Scratch this essay. The only talking point worth keeping is diversity, which I'm not sure about, but I think essay aside they probably take into consideration when filling their student body.
OP tal105 7 / 128  
Aug 3, 2009   #13
okay, okay.
since, its an obvious agreement, i will scratch this essay, start anew.
thanks, b4 i utterly embarassed myself.
EF_Simone 2 / 1974  
Aug 5, 2009   #14
Your essay will be stronger for having gone through this feedback process, however hard it has been and will be.
OP tal105 7 / 128  
Aug 5, 2009   #15
now, i dont know where to start.
its been 3 days.
writer block?
can anyone give me some suggestions? im not dare asking that you write the essay, just some suggestions on starting. and please dont say "weve already given u" b.c. those only applied to the obviously bad essay i already wrote.

i mean suggestions on how to start.
OP tal105 7 / 128  
Aug 6, 2009   #16
i have to cut it down to 2 paragraphs,so please help with that and the flow please.
Liebe 1 / 524  
Aug 6, 2009   #17
A born and bred New Yorker I have been exposed to great schools, people of all nationalities, and gradually safer streets. With such advantages, I thought I would not want to travel out of state for college since everything has already "came to me." My mind was changed when I discovered the University of Chicago.

^Hmmm, the born and bred New Yorker is good, but everything that follows is just so...ineffective.

Great research programs, paired [...] that do not look the same.

^The link between great research programs and being a plastic surgeon is not quite strong to be honest.
the second sentence, remove it.
how is attending talent shows a sign of cultural diversity?
Hmm, your last line is kind of strange. Overall, this paragraph is in need of some grammar tuning and some sentences and points need to be removed.

Although New York may not be the best example of a safe environment, like anyone else, safety is important to me.

^'like anyone else'? That needs to go. Or at least rephrased.

The University of Chicago Police Department does everything ...

^UChicago is next to Hyde Park. Hyde Park has a reputation for being a hub of crime. So it does require a lot of police attention, however that does not necessarily imply it is safe.
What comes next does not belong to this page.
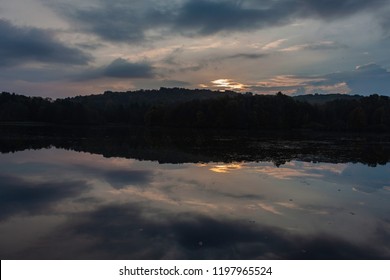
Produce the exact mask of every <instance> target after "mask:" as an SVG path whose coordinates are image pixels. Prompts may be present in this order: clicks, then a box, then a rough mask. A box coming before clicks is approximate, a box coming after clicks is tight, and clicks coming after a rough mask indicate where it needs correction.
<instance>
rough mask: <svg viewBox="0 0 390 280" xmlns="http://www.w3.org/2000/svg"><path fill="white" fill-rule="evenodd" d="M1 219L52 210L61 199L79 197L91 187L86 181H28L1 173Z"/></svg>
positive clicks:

late night escort service?? ;)
How is UChicago the total package? You have not given this impression at all throughout your essay, yet this is your concluding line?

This essay, needs revision talia. Sorry, but it really does.
OP tal105 7 / 128  
Aug 6, 2009   #18
I KNOWW!!! this essay has been kicking my ass!! its soo hardd to writeee >.<
i hate ittttt :(

sighh. i cant find inspiration from anywhere. ive tried everythinggg. like walking away for days and coming back. its only like 2 paragraphs too and its still hardd

idk waht to doooo -.-

tal105: Having gone to a culturally diverse high school for the past four years-attending talent shows, and making friends of different races, and religions I couldn't picture myself in a place without diversity.

how is attending talent shows a sign of cultural diversity?

i meant to write culture shows. not talent shows
Liebe 1 / 524  
Aug 7, 2009   #19
lol

I KNOWW!!! this essay has been kicking my ass!! its soo hardd to writeee >.<

^UChicago does ask some of the hardest essay questions, and expect some of the best essay answers in return. Even though this is the standard 'Why us' essay prompt, UChicago will expect to read valid reasons as to why you would want to study at such an academically intensive University in a city in which the cold weather tends to restrict all outdoor activities, therefore encouraging more of it's students to just stay in their dorms and study.

UChicago is not meant for everyone to be honest. If you still are really intent on possibly studying there, well then, try and make it show in your essay. Whilst that is hard to do, just keep that in mind ;)
OP tal105 7 / 128  
Aug 7, 2009   #20
yea, i considered taking it off my list.
i just have all the other essays done. and there like perfect in my opinion and in my teachers opinion (well not perfect, but in my voice, and i cant post it here b.c. its on another site)

so it would have been a waste to do it all.